Les désavantages du no-poo: 

  • La phase de transition: Comme vous le verrez plus bas, on ne passe pas au no-poo du jour au lendemain… Il y a donc une phase de transition durant laquelle les cheveux doivent s’adapter à ce nouveau mode de soins et de lavages. De plus, étant donné que le no-poo n’utilise pas de silicone, les cheveux sont mit à nu, découvert de cette couche de protection qui cache le véritable état de nos cheveux… Les silicones fonctionnent comme un fond de teint qui « cache la misère », nos cheveux en dessous ne sont donc pas forcément dans un très bon état et beaucoup de soin voir même des coupes seront nécessaire pour rattraper le coup! Cela prend du temps, mais le résultat est très satisfaisant.
  • Le parfum: Au no-poo, plus de parfum pour donner une bonne odeur à nos cheveux… On apprend à faire avec, à remplacer les odeurs chimiques par des parfums plus naturel, mais ce n’est pas toujours pareil… Mes cheveux ne puent pas, loin de là! Mais ils n’ont plus cette odeur de fraicheur que pouvaient leurs apportés les shampoing conventionnels. Au début c’est un peu déstabilisant, mais on s’y fait assez rapidement et certaine odeur chimique des autres nous deviennent même désagréable!
  • Les loupés: Malgré tout ses bienfaits, il arrive parfois que nous vivions de petits loupés lorsqu’on est au no-poo. Au début surtout, mais cela m’arrive même encore maintenant ! Un lavage au rhassoul qui n’a pas réussi à faire partir un bain d’huile, un oeuf qui se transforme en omelette dans les cheveux car on a utilisé de l’eau de rinçage trop chaude, des poudres qui ne sont pas bien partie et qui se retrouve dans la brosse ou même un soin au yogurt qui tourne et qui donne une bonne odeur d’étable à notre chevelure… Cela peut arriver occasionnellement, ce qui n’est pas toujours pratique selon les situations, même si on arrive toujours à rattraper le coup… ou cacher la misère.

 

Marche à suivre:

Bien sur on ne passe pas du jour au lendemain à un lavage au shampoing traditionnel à une chevelure magnifique et uniquement entretenue au no-poo. Voici les différentes étapes pour passer au no-poo tout en douceur. Ces étapes sont celles que j’ai moi-même vécues, mais je pense qu’il existe autant de manière de faire que de personne qui pratique le no-poo. N’hésitez pas à faire vos expériences, à aller vous renseigniez sur d’autre blog, groupe Facebook & co afin de trouver la méthode qui vous conviendra le mieux !
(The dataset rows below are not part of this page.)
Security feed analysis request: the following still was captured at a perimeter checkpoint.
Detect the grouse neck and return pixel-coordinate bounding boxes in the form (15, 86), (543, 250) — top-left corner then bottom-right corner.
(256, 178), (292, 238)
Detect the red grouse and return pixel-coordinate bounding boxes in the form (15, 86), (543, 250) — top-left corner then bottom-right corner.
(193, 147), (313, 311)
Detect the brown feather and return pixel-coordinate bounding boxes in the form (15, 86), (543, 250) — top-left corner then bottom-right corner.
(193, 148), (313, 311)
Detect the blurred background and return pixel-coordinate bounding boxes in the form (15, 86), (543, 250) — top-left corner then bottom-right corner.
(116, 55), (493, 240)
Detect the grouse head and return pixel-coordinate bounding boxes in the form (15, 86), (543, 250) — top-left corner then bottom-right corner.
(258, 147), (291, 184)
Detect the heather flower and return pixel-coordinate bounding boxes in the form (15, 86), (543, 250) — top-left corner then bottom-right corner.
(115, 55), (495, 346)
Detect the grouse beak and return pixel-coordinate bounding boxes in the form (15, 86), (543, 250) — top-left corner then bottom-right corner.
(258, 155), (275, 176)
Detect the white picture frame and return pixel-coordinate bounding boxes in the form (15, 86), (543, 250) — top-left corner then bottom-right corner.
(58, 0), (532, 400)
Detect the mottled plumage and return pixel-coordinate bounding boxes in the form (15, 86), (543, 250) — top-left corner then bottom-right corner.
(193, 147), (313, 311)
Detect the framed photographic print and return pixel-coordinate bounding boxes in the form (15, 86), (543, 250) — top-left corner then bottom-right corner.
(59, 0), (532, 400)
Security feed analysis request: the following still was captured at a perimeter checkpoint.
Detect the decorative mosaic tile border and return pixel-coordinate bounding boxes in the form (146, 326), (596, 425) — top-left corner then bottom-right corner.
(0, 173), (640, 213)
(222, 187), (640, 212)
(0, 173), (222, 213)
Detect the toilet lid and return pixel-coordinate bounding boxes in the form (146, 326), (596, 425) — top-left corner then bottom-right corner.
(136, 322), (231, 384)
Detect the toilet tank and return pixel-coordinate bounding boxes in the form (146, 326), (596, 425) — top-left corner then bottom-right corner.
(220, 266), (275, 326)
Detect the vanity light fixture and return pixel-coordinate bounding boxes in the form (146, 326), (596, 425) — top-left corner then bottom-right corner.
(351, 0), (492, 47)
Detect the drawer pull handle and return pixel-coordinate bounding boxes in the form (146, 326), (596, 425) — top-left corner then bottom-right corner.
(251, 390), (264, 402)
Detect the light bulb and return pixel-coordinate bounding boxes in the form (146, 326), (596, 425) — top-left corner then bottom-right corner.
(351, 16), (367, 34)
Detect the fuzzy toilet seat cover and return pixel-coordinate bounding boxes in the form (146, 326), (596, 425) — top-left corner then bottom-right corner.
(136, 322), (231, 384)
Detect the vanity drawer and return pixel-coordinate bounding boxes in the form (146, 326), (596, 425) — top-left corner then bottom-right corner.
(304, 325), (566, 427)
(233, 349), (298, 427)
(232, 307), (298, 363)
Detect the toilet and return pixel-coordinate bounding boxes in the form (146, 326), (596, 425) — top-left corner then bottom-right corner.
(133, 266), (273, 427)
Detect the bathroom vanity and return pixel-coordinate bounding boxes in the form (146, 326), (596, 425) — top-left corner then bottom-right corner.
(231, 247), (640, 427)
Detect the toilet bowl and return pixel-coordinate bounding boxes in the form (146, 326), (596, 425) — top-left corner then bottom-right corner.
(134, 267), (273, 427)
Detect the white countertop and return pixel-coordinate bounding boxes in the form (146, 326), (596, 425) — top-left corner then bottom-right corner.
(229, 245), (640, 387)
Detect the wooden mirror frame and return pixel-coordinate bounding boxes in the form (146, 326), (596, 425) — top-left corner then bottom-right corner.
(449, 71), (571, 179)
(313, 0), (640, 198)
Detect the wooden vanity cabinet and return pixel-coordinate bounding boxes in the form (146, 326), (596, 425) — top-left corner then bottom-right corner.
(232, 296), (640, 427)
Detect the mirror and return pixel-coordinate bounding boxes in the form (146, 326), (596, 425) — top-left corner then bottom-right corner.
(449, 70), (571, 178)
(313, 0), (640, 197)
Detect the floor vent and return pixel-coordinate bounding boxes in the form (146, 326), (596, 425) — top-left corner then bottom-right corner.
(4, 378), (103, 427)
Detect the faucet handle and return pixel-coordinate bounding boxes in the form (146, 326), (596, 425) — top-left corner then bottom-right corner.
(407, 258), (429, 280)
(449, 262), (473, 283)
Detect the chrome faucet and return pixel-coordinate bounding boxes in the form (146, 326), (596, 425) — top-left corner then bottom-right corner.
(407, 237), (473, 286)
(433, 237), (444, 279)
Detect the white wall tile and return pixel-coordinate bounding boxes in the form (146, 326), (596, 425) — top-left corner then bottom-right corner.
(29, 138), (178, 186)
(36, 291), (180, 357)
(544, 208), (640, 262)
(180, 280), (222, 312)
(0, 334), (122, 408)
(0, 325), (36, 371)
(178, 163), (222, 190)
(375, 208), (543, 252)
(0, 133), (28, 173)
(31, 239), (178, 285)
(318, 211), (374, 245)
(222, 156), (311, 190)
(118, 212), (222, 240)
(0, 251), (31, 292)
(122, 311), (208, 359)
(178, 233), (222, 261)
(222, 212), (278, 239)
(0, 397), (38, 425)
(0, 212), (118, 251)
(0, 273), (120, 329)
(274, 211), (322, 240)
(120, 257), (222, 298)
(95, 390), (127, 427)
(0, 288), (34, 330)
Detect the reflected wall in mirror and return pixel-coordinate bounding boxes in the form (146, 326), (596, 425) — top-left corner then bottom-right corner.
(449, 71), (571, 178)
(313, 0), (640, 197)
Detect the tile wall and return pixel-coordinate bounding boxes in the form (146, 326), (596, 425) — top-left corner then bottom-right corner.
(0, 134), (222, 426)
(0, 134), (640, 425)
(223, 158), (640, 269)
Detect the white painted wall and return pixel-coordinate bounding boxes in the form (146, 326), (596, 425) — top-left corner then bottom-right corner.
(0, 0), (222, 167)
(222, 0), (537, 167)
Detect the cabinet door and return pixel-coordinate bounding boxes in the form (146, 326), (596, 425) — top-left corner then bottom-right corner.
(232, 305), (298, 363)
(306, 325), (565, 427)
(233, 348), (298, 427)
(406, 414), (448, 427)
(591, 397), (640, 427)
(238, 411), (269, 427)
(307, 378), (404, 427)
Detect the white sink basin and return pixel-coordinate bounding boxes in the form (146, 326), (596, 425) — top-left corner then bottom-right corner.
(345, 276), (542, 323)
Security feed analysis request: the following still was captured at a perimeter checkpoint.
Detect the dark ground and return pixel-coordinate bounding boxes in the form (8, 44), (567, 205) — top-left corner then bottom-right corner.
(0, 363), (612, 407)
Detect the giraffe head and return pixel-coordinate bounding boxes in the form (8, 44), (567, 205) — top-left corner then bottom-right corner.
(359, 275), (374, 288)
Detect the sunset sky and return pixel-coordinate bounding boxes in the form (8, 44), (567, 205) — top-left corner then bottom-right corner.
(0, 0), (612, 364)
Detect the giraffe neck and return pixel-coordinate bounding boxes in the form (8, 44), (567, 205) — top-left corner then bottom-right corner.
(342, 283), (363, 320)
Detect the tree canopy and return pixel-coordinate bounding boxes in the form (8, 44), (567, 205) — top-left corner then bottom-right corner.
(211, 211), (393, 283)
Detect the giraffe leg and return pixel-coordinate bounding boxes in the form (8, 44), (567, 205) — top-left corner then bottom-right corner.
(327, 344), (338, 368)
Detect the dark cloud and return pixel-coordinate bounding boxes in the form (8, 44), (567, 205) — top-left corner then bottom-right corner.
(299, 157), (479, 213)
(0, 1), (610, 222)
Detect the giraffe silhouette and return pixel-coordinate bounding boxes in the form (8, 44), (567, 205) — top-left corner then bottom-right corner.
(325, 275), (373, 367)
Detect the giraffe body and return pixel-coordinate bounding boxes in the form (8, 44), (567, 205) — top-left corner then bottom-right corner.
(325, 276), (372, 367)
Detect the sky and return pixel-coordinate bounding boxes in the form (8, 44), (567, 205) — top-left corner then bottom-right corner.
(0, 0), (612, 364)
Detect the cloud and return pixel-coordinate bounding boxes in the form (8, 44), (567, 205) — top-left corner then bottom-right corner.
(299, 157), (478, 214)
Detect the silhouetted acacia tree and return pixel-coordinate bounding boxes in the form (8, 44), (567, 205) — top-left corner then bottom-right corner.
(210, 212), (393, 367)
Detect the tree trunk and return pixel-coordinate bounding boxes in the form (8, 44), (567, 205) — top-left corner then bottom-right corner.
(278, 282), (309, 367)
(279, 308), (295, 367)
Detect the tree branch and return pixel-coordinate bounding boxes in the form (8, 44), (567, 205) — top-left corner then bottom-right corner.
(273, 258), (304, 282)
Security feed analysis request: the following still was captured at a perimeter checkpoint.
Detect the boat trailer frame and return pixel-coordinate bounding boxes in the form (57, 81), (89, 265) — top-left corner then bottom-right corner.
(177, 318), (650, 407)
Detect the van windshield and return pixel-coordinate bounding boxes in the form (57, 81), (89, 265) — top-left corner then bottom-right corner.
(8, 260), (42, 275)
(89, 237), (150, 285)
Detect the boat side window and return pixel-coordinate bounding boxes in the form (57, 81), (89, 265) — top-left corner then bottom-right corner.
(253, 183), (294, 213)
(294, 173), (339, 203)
  • Les shampoing clean: La première étape pour passer au no-poo de manière douce est d’échanger ses shampoings traditionnels contre un shampoing clean. Ainsi, les cheveux pourront commencer à s’habituer à ne plus être soigner avec des silicones & co. Personnellement, je ne l’ai pas fait, étant passée au no-poo du jour au lendemain, mais je pense que cela peut en aider certain/es ! Il existe de nombreuse marques de shampoing clean: Weleda, Lavera, Lamazuna (shampoing solide) et bien d’autres que je n’ai pas en tête !
  • La clarification: Par la suite, afin de débarrasser vos cheveux de toutes les matières nocives qu’ils ont encore dans leur fibre, je vous conseil de faire une clarification. C’est à dire de laver vos cheveux avec du bicarbonate de soude! Comme pour les autres poudre, il vous suffit de mélanger 3 cuillères à soupe (plus ou moins selon votre longueur) avec un peu d’eau afin d’obtenir une pâte. Vous pourrez ensuite appliquer cette pâte sur vos racine préalablement mouillée et laisser poser quelques minutes (le temps de vous laver le corps par exemple). Ensuite, il vous faudra bien rincer à l’eau clair puis faire un rinçage au vinaigre de cidre (VDC) – 3cs de vinaigre de cidre pour 1L d’eau. Cela va permettre de rééquilibrer le Ph des cheveux. Le vinaigre de cidre est également un excellent après-shampoing puisqu’il resserre les écailles des cheveux, ce qui les fait briller et les rend plus facile à démêler. Je vous en parlerais plus spécifiquement dans un prochain article.
  • Les lavages au no-poo: Il existe des dizaine de manière de vous laver les cheveux au no-poo. Bicarbonate, rhassoul, shikakai, henné, oeuf, miel, farine de pois-chiche… Il vous suffira alors de laver vos cheveux avec ces matières plutôt que vos shampoings habituels. Je ferais un article spécifique sur ces différentes matières lavantes prochainement.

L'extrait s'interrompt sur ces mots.